1) Persistent inflammatory signals accelerate collagen breakdown
When skin cells detect stress, they activate inflammatory pathways and release messenger proteins called cytokines. With chronic repetition, this signalling is linked to increased activity of enzymes called matrix metalloproteinases (MMPs) which can break down collagen and other structural components in the dermis. Over time, that contributes to the changes of ageing: reduced firmness, fine lines, and altered texture.
UV exposure is a major example of this process. UV rays trigger oxidative stress and inflammatory activation in skin, which then promotes matrix damage and the pattern seen in photoageing.
2) Cellular senescence
As we age, more cells enter senescence, a state where they stop dividing in response to damage or stress. Senescent cells aren’t simply inactive; many release a mix of pro-inflammatory cytokines and matrix-degrading factors known as the senescence-associated secretory phenotype (SASP).
In skin, senescent fibroblasts and other cell types can influence surrounding tissue by amplifying inflammation and weakening the extracellular matrix environment. These signals change the environment the skin cells live in. This is one reason inflammaging is often described as self-perpetuating: inflammatory signalling can promote more dysfunction, which promotes more signalling.
3) Cycle of barrier decline and inflammation
With age and with repeated environmental stress, our skin’s barrier function can become less robust. A weaker barrier increases water loss and allows easier penetration of irritants, leading to subclinical inflammation. This long-term, low-grade barrier stress can keep immune pathways activated, contributing to the inflammaging cycle and accelerating signs of aging.
4) Glycation and AGEs
Another underappreciated driver of aging is glycation. Glycation is a chemical process where sugar-derived molecules bind to proteins and form advanced glycation end products (AGEs). In skin, AGEs can accumulate in long-lived proteins like collagen, contributing to stiffness and loss of elasticity. Research reviews describe AGEs as important players in skin ageing, and they’re also linked to oxidative stress and inflammatory pathways.
Some studies also explore how glycation-related pathways and UV stress may intersect in skin inflammaging mechanisms, which is biologically plausible given how often these stressors co-exist in real life.
How does skin inflammaging worsen?
Inflammaging is shaped by both external exposures and internal physiology. Here are common examples most people underestimate. These triggers include:
- Cumulative UV exposure: UV can trigger oxidative stress, inflammatory signalling, immune remodelling, and collagen-degrading pathways that contribute to photoageing.

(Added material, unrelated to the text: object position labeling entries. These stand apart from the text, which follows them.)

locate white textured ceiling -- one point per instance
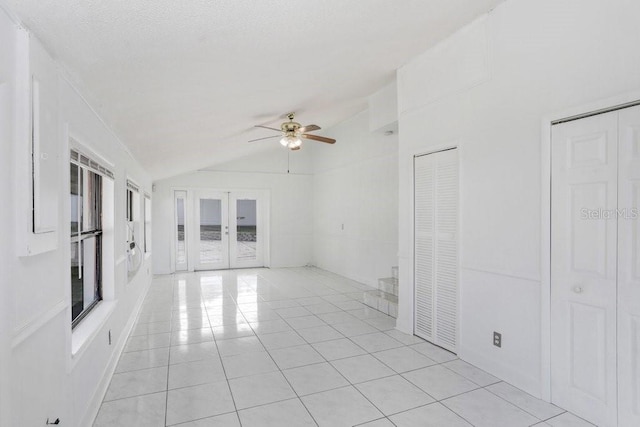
(183, 82)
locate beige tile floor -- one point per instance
(295, 347)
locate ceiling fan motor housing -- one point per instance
(290, 127)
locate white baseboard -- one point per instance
(96, 400)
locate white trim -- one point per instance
(545, 226)
(86, 331)
(93, 407)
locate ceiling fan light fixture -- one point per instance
(291, 141)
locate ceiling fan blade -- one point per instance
(319, 138)
(267, 127)
(309, 128)
(266, 137)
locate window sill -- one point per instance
(85, 332)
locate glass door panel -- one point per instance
(246, 230)
(181, 230)
(245, 226)
(212, 239)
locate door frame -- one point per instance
(548, 120)
(265, 197)
(453, 145)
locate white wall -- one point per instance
(291, 195)
(40, 377)
(355, 205)
(7, 129)
(487, 89)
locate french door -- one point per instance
(229, 230)
(595, 267)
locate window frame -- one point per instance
(90, 203)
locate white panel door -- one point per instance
(212, 234)
(629, 268)
(583, 267)
(436, 248)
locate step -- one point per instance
(388, 285)
(382, 301)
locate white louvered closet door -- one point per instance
(436, 248)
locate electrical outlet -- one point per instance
(497, 339)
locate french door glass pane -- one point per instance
(181, 249)
(211, 231)
(246, 229)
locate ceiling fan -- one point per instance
(292, 134)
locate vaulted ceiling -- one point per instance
(183, 83)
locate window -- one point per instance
(134, 247)
(147, 223)
(86, 181)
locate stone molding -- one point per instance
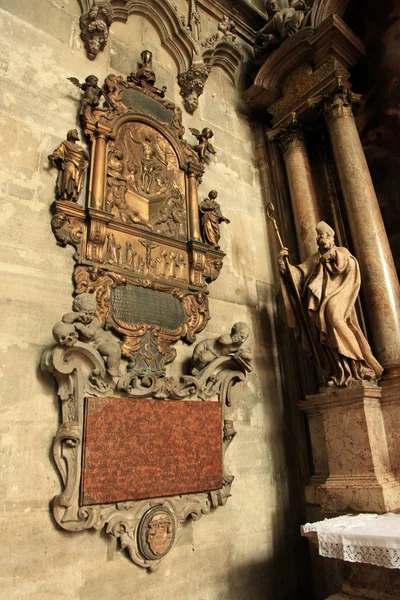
(80, 372)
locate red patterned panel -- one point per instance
(150, 448)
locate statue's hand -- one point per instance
(282, 260)
(328, 256)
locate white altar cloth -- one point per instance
(364, 538)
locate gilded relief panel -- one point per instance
(144, 255)
(145, 185)
(145, 258)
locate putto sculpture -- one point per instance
(224, 345)
(204, 147)
(95, 25)
(90, 331)
(72, 161)
(281, 24)
(326, 323)
(211, 217)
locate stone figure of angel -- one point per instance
(90, 331)
(204, 146)
(211, 217)
(152, 158)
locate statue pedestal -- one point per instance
(366, 548)
(355, 448)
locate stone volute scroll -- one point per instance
(194, 53)
(327, 284)
(141, 276)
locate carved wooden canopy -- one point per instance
(137, 450)
(138, 241)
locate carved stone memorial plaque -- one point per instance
(139, 451)
(148, 449)
(140, 305)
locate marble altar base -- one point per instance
(353, 448)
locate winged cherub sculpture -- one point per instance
(204, 147)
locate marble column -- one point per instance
(96, 193)
(302, 192)
(380, 284)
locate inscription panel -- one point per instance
(136, 449)
(146, 105)
(132, 304)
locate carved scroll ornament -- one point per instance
(140, 278)
(148, 528)
(181, 35)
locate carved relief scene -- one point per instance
(144, 185)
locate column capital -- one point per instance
(290, 137)
(338, 102)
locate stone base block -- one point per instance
(353, 434)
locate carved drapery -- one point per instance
(194, 58)
(141, 275)
(308, 74)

- Air pollution and environmental particulates: Modern reviews describe pollution-related skin damage through oxidative stress, inflammation, barrier impairment, and altered immune responses whicht align closely with inflammaging biology.

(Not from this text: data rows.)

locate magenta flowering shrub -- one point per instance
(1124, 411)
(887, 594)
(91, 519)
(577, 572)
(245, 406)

- Smoking: Tobacco smoke exposure is linked in the dermatology literature to oxidative stress, inflammatory effects, and increased MMP activity—mechanisms associated with premature skin ageing.

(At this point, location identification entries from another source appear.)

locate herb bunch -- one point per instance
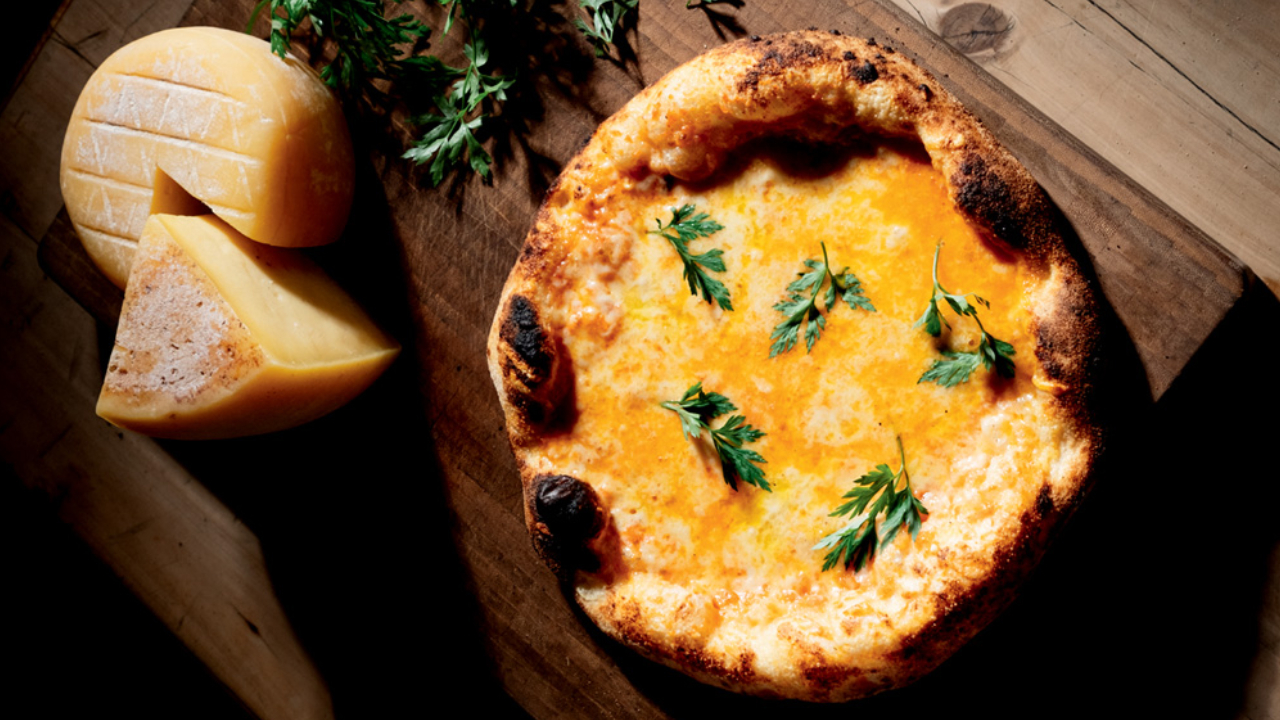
(858, 543)
(369, 46)
(696, 409)
(607, 17)
(685, 226)
(799, 309)
(959, 365)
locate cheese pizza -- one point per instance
(798, 370)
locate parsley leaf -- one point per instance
(366, 42)
(369, 46)
(959, 365)
(686, 226)
(799, 309)
(606, 17)
(859, 541)
(448, 135)
(696, 409)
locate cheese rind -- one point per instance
(256, 139)
(224, 337)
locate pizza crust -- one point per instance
(817, 89)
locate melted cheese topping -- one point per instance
(714, 569)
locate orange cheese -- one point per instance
(205, 119)
(223, 337)
(720, 564)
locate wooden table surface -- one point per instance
(1157, 596)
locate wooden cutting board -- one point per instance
(393, 531)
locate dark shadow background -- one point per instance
(1147, 605)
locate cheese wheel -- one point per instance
(222, 337)
(205, 119)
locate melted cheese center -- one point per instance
(722, 561)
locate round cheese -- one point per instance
(201, 118)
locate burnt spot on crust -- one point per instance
(986, 196)
(864, 73)
(565, 515)
(538, 382)
(1045, 501)
(790, 54)
(525, 336)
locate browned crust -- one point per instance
(816, 87)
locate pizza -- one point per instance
(798, 369)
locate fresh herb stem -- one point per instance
(696, 409)
(607, 18)
(686, 224)
(959, 365)
(858, 543)
(801, 310)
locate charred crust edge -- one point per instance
(563, 515)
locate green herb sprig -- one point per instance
(607, 17)
(366, 44)
(369, 46)
(449, 135)
(696, 409)
(686, 226)
(801, 310)
(858, 543)
(959, 365)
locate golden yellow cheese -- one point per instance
(224, 337)
(205, 119)
(794, 144)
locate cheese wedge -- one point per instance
(223, 337)
(205, 118)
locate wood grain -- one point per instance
(392, 532)
(1187, 104)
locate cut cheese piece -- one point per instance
(211, 114)
(223, 337)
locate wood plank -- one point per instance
(179, 550)
(432, 493)
(33, 122)
(1188, 106)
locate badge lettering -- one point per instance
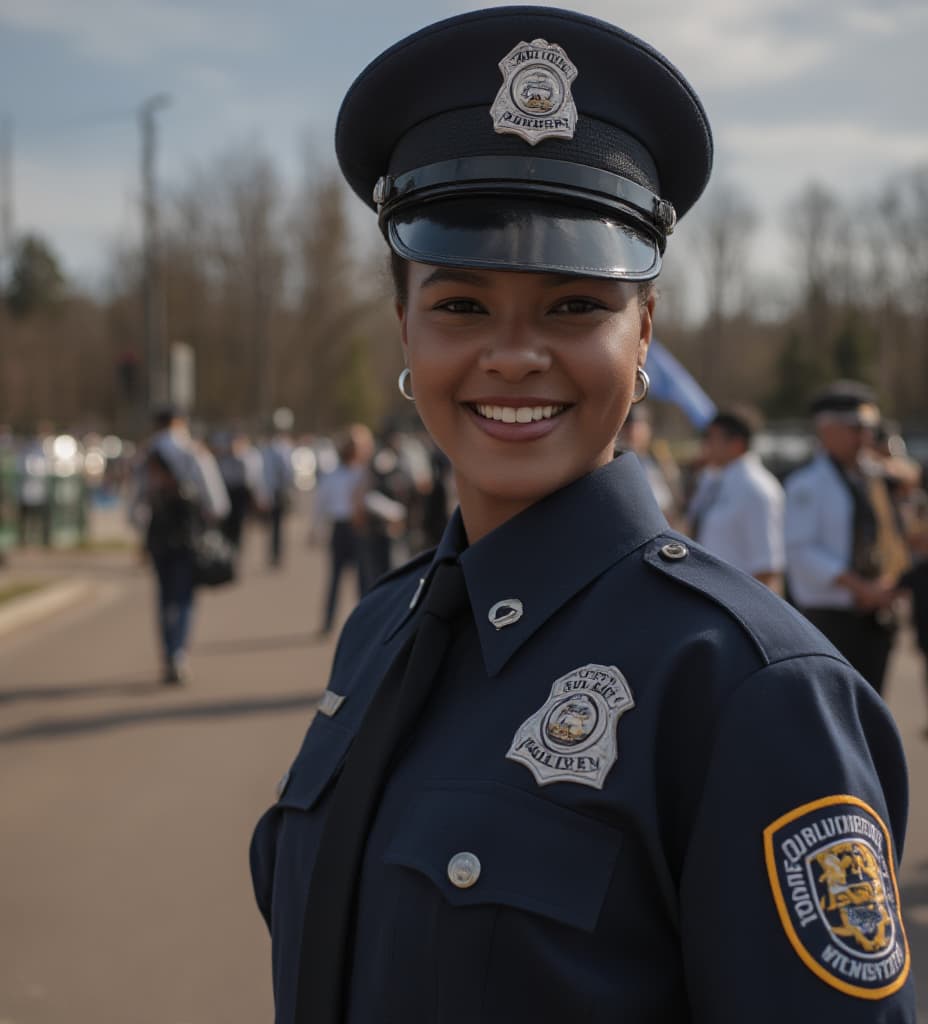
(831, 868)
(535, 100)
(572, 737)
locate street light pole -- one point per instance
(6, 198)
(156, 391)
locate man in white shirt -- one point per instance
(736, 511)
(833, 527)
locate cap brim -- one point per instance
(513, 233)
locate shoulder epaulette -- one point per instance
(775, 628)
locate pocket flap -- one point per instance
(319, 761)
(534, 854)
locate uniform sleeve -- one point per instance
(809, 562)
(789, 903)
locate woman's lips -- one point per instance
(517, 419)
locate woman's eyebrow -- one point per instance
(459, 275)
(455, 275)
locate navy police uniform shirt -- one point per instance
(654, 794)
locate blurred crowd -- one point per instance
(834, 516)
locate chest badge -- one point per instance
(535, 100)
(572, 737)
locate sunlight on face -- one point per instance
(522, 379)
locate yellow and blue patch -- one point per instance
(832, 872)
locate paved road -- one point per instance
(126, 807)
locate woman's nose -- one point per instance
(514, 354)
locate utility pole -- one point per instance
(6, 198)
(156, 379)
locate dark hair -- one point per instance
(399, 275)
(737, 422)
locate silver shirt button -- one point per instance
(463, 869)
(674, 551)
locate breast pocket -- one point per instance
(502, 895)
(295, 826)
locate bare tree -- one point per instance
(721, 237)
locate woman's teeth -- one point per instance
(524, 414)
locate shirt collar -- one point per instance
(546, 554)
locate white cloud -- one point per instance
(129, 31)
(835, 151)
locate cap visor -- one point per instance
(513, 233)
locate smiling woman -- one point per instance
(568, 767)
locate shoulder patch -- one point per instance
(830, 863)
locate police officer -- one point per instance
(568, 766)
(839, 532)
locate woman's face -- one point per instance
(522, 379)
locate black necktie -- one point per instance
(328, 922)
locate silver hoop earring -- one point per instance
(644, 381)
(406, 378)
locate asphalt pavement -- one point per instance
(126, 806)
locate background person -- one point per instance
(277, 454)
(840, 569)
(736, 511)
(336, 496)
(180, 489)
(663, 473)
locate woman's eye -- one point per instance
(577, 306)
(460, 306)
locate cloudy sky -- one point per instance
(831, 90)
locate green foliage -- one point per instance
(36, 282)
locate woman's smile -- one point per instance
(522, 379)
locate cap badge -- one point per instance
(535, 100)
(572, 737)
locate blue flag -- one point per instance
(671, 381)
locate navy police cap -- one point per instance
(848, 401)
(525, 138)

- Chronic psychological stress: Stress influences neuroendocrine-immune signalling and has evidence-based associations with impaired barrier function and increased inflammatory activity in skin.
- Metabolic strain (including higher glycation load): Reviews on skin AGEs and skin ageing describe how glycation processes relate to skin dysfunction and ageing biology.
- Age-related immune shifts: Ageing is associated with immune remodelling and chronic low-grade inflammatory tone—foundational to the inflammaging concept and relevant to how skin responds to daily stressors.
Final note: Why inflammaging matters
I’m an aesthetic doctor, and I often see patients noticing signs of inflammaging such as dullness, rough texture, fine lines, enlarged-looking pores, or persistent hyperpigmentation. Beyond these signs, what I care about clinically is skin function:
- resilience after exposure
- barrier recovery
- wound healing quality
- reactivity and sensitivity thresholds
The goal with addressing inflammaging is to rebuild biological calm and stability so that skin functions can be optimised.